Question

How do you solve $-2{{x}^{2}}-7x+4=0$ using completing the square?

Answer 1

Hint: For solving the given equation $-2{{x}^{2}}-7x+4=0$ using completing the square method, we first have to make the coefficient of ${{x}^{2}}$ equal to one.

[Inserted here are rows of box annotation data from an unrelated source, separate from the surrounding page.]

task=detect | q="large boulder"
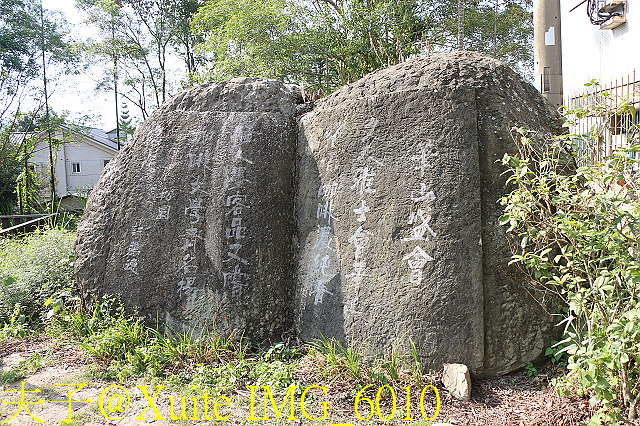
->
[75,53,560,376]
[294,52,561,375]
[75,78,302,342]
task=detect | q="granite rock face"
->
[294,52,561,375]
[75,78,302,342]
[75,52,561,376]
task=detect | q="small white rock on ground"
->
[442,364,471,401]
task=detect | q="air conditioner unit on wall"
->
[597,0,627,30]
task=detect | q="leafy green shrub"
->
[0,229,76,324]
[501,116,640,424]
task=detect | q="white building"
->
[560,0,640,99]
[12,125,118,200]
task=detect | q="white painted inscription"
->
[402,141,438,285]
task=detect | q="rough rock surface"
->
[75,52,560,376]
[75,78,302,342]
[294,52,561,376]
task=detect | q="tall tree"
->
[192,0,532,91]
[0,0,75,208]
[76,0,192,119]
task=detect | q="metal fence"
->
[564,70,640,163]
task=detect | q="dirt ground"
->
[0,340,591,426]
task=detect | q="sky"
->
[42,0,120,131]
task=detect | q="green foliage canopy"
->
[192,0,532,92]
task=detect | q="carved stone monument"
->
[76,52,561,375]
[75,78,302,342]
[295,52,561,375]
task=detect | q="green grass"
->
[0,229,444,424]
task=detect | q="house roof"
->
[9,124,118,151]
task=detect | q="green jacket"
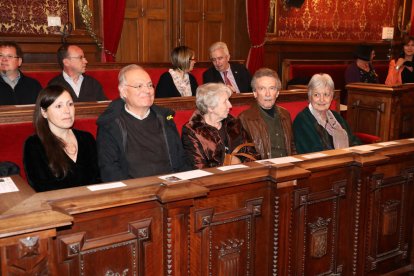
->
[293,107,361,153]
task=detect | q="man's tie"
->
[223,71,233,89]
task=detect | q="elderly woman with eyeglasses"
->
[293,74,361,153]
[155,46,198,98]
[181,83,257,169]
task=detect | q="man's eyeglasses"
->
[0,54,20,60]
[67,56,86,60]
[124,83,154,91]
[210,57,224,62]
[256,86,277,92]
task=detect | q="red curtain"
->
[246,0,270,74]
[103,0,126,61]
[410,3,414,36]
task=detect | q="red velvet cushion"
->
[191,68,208,85]
[174,109,194,136]
[73,118,98,138]
[86,69,119,100]
[230,105,250,117]
[145,67,168,87]
[290,64,348,89]
[23,71,61,88]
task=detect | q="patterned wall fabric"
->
[0,0,68,35]
[269,0,400,40]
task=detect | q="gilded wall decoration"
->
[274,0,400,41]
[0,0,68,34]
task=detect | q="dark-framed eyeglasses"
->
[67,56,86,60]
[124,82,154,92]
[0,54,20,60]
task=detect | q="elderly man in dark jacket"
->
[239,68,296,159]
[97,64,191,182]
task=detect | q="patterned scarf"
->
[309,104,349,149]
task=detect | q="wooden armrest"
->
[354,132,381,144]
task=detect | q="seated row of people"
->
[0,41,107,105]
[24,64,359,191]
[0,42,251,105]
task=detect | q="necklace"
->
[65,143,78,155]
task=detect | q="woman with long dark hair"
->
[385,36,414,85]
[23,85,99,192]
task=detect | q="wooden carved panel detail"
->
[272,196,280,275]
[4,236,50,276]
[195,198,263,275]
[366,168,414,271]
[167,217,174,275]
[290,179,348,275]
[308,217,331,258]
[350,100,385,136]
[0,0,68,35]
[382,200,401,235]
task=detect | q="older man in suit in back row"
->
[203,41,252,93]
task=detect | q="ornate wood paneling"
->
[365,167,414,273]
[347,84,414,141]
[0,139,414,276]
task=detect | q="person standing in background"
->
[155,46,198,98]
[203,41,252,93]
[48,44,107,102]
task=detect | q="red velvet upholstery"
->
[0,101,336,177]
[354,132,381,144]
[24,67,207,100]
[289,61,388,90]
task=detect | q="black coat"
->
[203,63,252,93]
[96,99,191,182]
[48,73,107,102]
[23,129,100,192]
[0,72,42,105]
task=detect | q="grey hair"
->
[308,73,335,100]
[118,64,145,99]
[209,41,230,56]
[196,83,232,115]
[118,64,145,86]
[251,67,282,91]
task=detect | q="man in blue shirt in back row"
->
[0,41,42,105]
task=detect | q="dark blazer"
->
[293,107,361,153]
[96,98,191,182]
[23,129,101,192]
[155,72,198,98]
[48,73,107,102]
[0,72,42,105]
[181,110,258,169]
[203,63,252,93]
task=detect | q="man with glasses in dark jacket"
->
[0,41,42,105]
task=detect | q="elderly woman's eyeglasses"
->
[124,82,154,92]
[0,54,20,60]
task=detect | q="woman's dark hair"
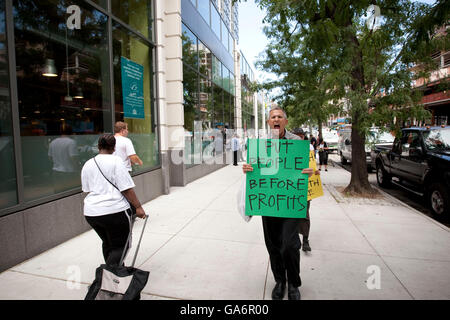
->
[98,133,116,151]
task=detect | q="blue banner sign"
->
[120,57,145,119]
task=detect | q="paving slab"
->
[141,236,268,300]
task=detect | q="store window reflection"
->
[0,0,17,208]
[13,0,112,200]
[113,23,159,173]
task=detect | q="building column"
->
[156,0,186,188]
[233,44,242,130]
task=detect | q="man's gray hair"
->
[269,106,287,119]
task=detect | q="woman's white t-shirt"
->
[81,154,135,217]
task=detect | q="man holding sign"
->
[242,107,314,300]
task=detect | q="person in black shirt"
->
[317,138,328,171]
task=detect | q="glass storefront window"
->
[113,23,159,173]
[197,0,210,26]
[211,5,222,40]
[0,0,17,209]
[111,0,152,39]
[213,85,225,155]
[183,64,198,165]
[13,0,112,201]
[181,24,198,69]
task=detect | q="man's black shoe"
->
[272,282,286,300]
[288,284,301,300]
[302,240,311,251]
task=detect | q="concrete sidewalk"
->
[0,162,450,300]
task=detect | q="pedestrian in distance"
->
[317,137,328,171]
[81,133,145,266]
[294,128,320,252]
[242,107,313,300]
[114,121,143,171]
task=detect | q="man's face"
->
[267,110,287,137]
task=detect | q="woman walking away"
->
[317,138,328,171]
[81,134,145,265]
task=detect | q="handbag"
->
[84,218,150,300]
[94,157,136,217]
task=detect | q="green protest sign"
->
[245,139,309,218]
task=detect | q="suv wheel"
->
[341,152,347,164]
[377,163,391,188]
[428,182,450,218]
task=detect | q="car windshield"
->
[377,132,395,143]
[367,131,395,143]
[423,128,450,152]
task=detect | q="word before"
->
[248,193,306,211]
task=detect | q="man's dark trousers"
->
[262,216,302,287]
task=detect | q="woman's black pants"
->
[85,211,132,265]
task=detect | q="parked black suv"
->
[376,127,450,219]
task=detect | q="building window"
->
[211,5,222,40]
[92,0,108,9]
[13,0,112,201]
[181,24,198,70]
[197,0,210,26]
[198,41,212,79]
[111,0,152,39]
[0,0,17,209]
[221,20,229,51]
[113,23,159,173]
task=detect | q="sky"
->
[239,0,435,99]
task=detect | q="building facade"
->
[0,0,264,271]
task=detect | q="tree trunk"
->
[317,118,323,138]
[344,34,376,196]
[344,116,376,196]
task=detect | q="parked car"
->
[376,127,450,219]
[369,131,395,169]
[338,128,394,172]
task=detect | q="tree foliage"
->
[234,0,449,193]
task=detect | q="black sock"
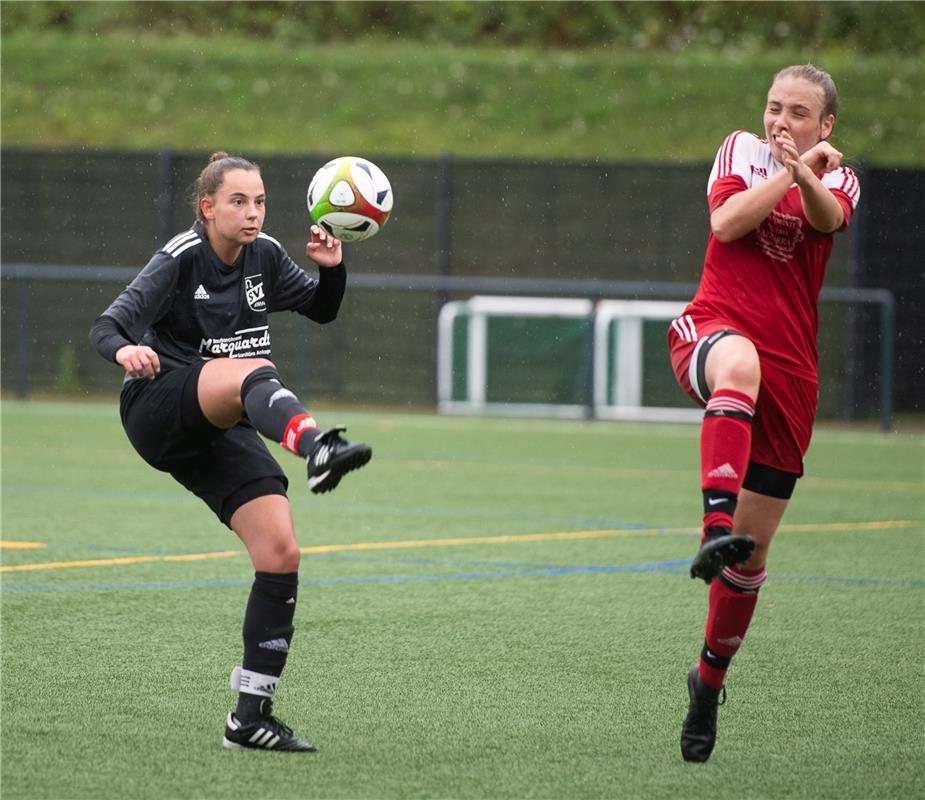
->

Since the coefficient of ${{x}^{2}}$ is equal to $-2$ we need to divide the given equation by $-2$ so as to obtain the quadratic equation ${{x}^{2}}+\dfrac{7}{2}x-2=0$. Then we have to multiply and divide the middle term by $2$ to get \[{{x}^{2}}+2x\left( \dfrac{7}{4} \right)-2=0\]. And then we have to ${{\left( \dfrac{7}{4} \right)}^{2}}$ on both the sides of the equation to obtain \[{{x}^{2}}+2x\left( \dfrac{7}{4} \right)+{{\left( \dfrac{7}{4} \right)}^{2}}-2={{\left( \dfrac{7}{4} \right)}^{2}}\]. Finally, with the help of the algebraic identity ${{\left( a+b \right)}^{2}}={{a}^{2}}+2ab+{{b}^{2}}$ we can contract the term \[{{x}^{2}}+2x\left( \dfrac{7}{4} \right)+{{\left( \dfrac{7}{4} \right)}^{2}}\] as ${{\left( x+\dfrac{7}{4} \right)}^{2}}$ so that the equation can be solved by using basic algebraic operations.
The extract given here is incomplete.